Chapter 2
Watson
That night Mary and I took shifts to watch over the strange youths whom we had brought into our home. Neither one had stirred, not even when we changed their bandages. All the while I couldn't help but wonder about them, their bodies alone told a tale of an active and violent life, one that had led to them being horribly battered in an alleyway. I could not make sense of any of it; the young woman's clothes were a mix of male yet were also very skimpy and provocative as well. Yet she was a very young and healthy girl, and it was too cold for anyone to wear such scant clothing, which ruled out that she was some kind of prostitute. And then there was her companion who obviously had led a violent life based on his scars and calluses I saw on his hands as well as hers. Could they be some kind of strange circus folk? That seemed the most obvious answer, but then what could have happened to them to cause such wounds? And that light that we saw before the coachman and I discovered them, was that connected in some way?
I then remembered that the young woman was carrying a bag and went to Mary. "Mary, did you bring that young woman's bag with you the night we found them?" I inquired. "Oh, yes I did, I believe I put it near our fireplace, I had forgotten about it in all the excitement. Do you think it has some clue to identify those two poor souls?" Mary responded. "Perhaps, my dear, perhaps," I said as I found the bag by the fireplace. It was black, like a knapsack with a long strap. It was made of a material I had never felt before and the cover was held on by some strange metal buttons. I put them together and they came together, like magnets! "Mary, have you ever heard of a bag with magnets in it?" I asked. "No, I've never heard of such a thing," Mary said as I showed the magnetic buttons to her. "How peculiar," Mary said as I opened the bag again and we saw what was inside.
Inside we found very strange metallic objects. The first I pulled out of the bad was a metal cylinder with a bright green stripe on it as well as a bright green button. I set the cylinder aside and then pulled out what seemed like a gun of some sort, made of a similar metal I soon found written on the barrel of the gun, 'Fenton Works'. "Fenton Works?" I said out loud. Then I went back to the cylinder and looked at it and found the words, 'Fenton Ghost Thermos' on it. "Ghost Thermos?" I scoffed then I saw Mary pull out a metal object that resembled a crescent with a bright green button on it. She ran her hands on the surface of the crescent; then accidentally pressed the green button! Almost immediately the metal crescent opened up and metal started to climb up Mary's arm. "JOHN!" she screamed and moved around as metal parts moved up her body until at last she was wrapped in a suit of armor!
"MARY, DON'T MOVE!" I yelled. Mary then stopped and stood still. I could see through a glass window in the helmet that she was struggling to stay calm despite the strange circumstances of her imprisonment. "Mary, can you hear me?" I asked. "I can hear you, but how do I get out of this…thing!?" Mary loudly asked. "Err…press that button again!" I suggested. I heard a small noise and suddenly the suit of armor unfolded itself back into the crescent. Mary dropped the strange device and ran behind me, her dress now torn to rags. I slowly approached the strange device and picked it up slowly and carefully and put it beside the 'Ghost Thermos' and gun. "The more we learn about them the stranger they become," I noted as I went back to the bag. I pulled out a pair of metal gauntlets and saw that they were labeled, 'Ghost Gauntlets'. "More ghostly objects," I said as I put them beside the other objects. That was all that was in the bag.

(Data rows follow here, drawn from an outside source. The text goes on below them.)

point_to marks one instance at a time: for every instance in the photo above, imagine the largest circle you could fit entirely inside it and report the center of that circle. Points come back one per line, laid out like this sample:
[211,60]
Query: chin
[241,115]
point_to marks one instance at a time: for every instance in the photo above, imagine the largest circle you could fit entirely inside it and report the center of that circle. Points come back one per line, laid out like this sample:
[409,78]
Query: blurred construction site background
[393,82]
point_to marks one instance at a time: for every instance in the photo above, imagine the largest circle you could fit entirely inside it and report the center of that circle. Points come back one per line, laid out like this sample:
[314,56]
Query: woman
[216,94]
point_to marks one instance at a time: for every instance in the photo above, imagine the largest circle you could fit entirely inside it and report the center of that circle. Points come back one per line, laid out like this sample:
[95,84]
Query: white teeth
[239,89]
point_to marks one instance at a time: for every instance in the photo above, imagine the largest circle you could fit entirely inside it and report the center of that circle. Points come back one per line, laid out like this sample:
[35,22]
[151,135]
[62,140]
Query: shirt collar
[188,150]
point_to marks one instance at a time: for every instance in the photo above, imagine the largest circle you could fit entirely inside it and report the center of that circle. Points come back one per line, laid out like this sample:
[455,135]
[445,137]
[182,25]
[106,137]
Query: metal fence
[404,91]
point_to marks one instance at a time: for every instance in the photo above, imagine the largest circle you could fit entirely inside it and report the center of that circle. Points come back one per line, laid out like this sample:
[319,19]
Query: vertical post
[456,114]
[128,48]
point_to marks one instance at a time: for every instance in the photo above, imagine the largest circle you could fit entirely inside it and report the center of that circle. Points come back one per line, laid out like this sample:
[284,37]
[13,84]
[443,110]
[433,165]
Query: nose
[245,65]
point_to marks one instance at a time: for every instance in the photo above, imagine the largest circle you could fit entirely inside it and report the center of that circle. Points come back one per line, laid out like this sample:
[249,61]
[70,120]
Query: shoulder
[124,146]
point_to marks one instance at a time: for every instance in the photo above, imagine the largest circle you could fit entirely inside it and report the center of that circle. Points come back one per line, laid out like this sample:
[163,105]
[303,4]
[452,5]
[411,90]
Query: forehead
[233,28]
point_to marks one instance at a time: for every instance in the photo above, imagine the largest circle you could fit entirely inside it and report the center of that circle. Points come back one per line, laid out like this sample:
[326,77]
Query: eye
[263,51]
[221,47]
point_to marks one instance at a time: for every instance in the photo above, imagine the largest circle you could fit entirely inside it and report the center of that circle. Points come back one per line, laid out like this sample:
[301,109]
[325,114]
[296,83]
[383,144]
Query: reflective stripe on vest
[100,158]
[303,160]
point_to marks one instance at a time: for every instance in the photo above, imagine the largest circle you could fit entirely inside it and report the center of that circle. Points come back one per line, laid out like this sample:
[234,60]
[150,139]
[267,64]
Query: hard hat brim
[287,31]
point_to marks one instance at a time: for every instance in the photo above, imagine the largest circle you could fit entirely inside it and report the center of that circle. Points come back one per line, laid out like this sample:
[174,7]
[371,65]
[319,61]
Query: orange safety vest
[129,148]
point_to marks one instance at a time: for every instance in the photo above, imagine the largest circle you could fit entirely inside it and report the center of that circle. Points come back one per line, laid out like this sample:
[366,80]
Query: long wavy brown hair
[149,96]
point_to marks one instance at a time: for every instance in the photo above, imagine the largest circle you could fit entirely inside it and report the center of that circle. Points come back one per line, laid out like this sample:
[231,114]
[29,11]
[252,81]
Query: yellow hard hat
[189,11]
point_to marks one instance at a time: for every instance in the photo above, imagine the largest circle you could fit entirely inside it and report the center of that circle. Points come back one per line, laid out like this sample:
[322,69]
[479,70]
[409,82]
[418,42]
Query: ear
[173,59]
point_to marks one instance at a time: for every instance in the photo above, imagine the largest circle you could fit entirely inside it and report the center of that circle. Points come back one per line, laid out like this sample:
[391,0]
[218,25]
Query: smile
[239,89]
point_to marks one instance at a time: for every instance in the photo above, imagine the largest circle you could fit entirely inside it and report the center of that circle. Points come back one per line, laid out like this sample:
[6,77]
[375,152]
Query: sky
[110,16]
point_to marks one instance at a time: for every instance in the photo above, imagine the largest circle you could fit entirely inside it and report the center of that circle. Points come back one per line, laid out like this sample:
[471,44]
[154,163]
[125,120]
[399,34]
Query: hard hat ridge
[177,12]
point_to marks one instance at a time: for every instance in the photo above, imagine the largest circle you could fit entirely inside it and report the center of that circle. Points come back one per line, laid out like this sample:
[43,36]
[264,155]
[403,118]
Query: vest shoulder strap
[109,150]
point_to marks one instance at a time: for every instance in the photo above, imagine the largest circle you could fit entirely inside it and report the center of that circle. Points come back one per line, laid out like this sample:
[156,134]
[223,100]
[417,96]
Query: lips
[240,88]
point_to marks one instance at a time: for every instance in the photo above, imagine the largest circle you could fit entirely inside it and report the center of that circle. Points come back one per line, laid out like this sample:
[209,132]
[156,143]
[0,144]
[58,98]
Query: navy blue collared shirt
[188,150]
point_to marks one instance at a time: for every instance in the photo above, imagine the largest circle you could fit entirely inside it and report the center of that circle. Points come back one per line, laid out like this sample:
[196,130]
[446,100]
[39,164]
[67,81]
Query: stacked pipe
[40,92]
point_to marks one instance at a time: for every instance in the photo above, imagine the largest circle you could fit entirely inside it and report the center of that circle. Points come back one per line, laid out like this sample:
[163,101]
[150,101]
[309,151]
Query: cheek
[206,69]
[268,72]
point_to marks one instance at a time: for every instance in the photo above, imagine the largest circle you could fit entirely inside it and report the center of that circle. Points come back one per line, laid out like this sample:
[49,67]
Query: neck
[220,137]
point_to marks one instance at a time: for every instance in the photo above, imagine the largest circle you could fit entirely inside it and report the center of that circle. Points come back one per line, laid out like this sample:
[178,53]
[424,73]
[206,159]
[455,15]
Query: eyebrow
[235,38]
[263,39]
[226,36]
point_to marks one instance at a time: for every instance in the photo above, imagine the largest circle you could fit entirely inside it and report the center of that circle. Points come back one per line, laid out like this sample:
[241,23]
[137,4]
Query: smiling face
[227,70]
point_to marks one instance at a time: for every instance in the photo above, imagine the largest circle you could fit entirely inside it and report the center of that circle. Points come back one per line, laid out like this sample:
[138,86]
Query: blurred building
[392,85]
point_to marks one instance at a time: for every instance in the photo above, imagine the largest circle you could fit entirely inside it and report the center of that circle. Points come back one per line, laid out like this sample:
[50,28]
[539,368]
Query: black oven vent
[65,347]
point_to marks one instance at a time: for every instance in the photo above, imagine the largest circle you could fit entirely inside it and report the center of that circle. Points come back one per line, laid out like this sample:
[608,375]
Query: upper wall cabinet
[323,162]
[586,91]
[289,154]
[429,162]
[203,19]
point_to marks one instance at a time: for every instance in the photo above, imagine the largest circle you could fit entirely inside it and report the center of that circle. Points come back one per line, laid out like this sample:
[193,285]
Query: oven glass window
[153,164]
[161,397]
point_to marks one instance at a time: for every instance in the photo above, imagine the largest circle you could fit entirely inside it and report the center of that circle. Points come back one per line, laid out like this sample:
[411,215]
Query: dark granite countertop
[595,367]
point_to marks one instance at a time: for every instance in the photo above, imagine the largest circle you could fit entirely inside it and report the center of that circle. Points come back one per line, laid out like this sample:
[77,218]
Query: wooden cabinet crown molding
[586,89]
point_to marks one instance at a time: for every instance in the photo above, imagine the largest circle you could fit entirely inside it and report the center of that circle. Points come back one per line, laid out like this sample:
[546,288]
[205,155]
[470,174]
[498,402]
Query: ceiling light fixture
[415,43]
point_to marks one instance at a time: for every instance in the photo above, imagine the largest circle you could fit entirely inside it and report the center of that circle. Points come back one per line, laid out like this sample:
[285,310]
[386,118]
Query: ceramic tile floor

Mary and I looked at them and she said, "What on Earth is all this? Such strange weapons, and all this talk of ghosts. We have more questions than answers." "Maybe their clothes will reveal more, where did you put them?" I asked my wife. "They should be in the bedroom still, I near the window. You retrieve them dear, I need to put on another dress," she told me and I went to get them and took them out of the room in case they contained any more surprises. I dropped them on my living room floor and then picked up their shirts first. Both were damaged and bloodstained, though when I took a closer look at the shirt the young man wore I saw that his blood was slightly more brown than the young woman's, yet I could tell from their feel that they weren't older stains. I went up to my room and pulled out a magnifying glass that Mary had given me as a birthday gift. I went back to the living room for a closer look at the bloodstains and saw that the shade was slightly green!
This just made me even more curious as I went to take a closer look at the rags Mary and I had washed our young patients with and I saw that the blood on the young man's rags were also of similar shade of greenish-red-brown. I then took the rags and took them back to my living room along with the clothes, wondering what could be the cause of the strange blood stains. I then inspected the clothes further and found tags on them and managed to make out words and numbers on them that didn't make any sense to me at all, as well as similar tags on the inside tongues of their footwear. I could not understand any of it and told Mary as such when she came to the living room. "Perhaps we should call Mr. Holmes for this," she suggested. "Yes, I'll send him a telegram, I'll be back as soon as possible," I told her as I went to a nearby telegraph office and sent him a message about the strange youths and I raced back home as quickly as my old war wound allowed me to. Mary reported that there was no change with our patients and handed me a much needed cup of coffee while we sat and waited for Holmes.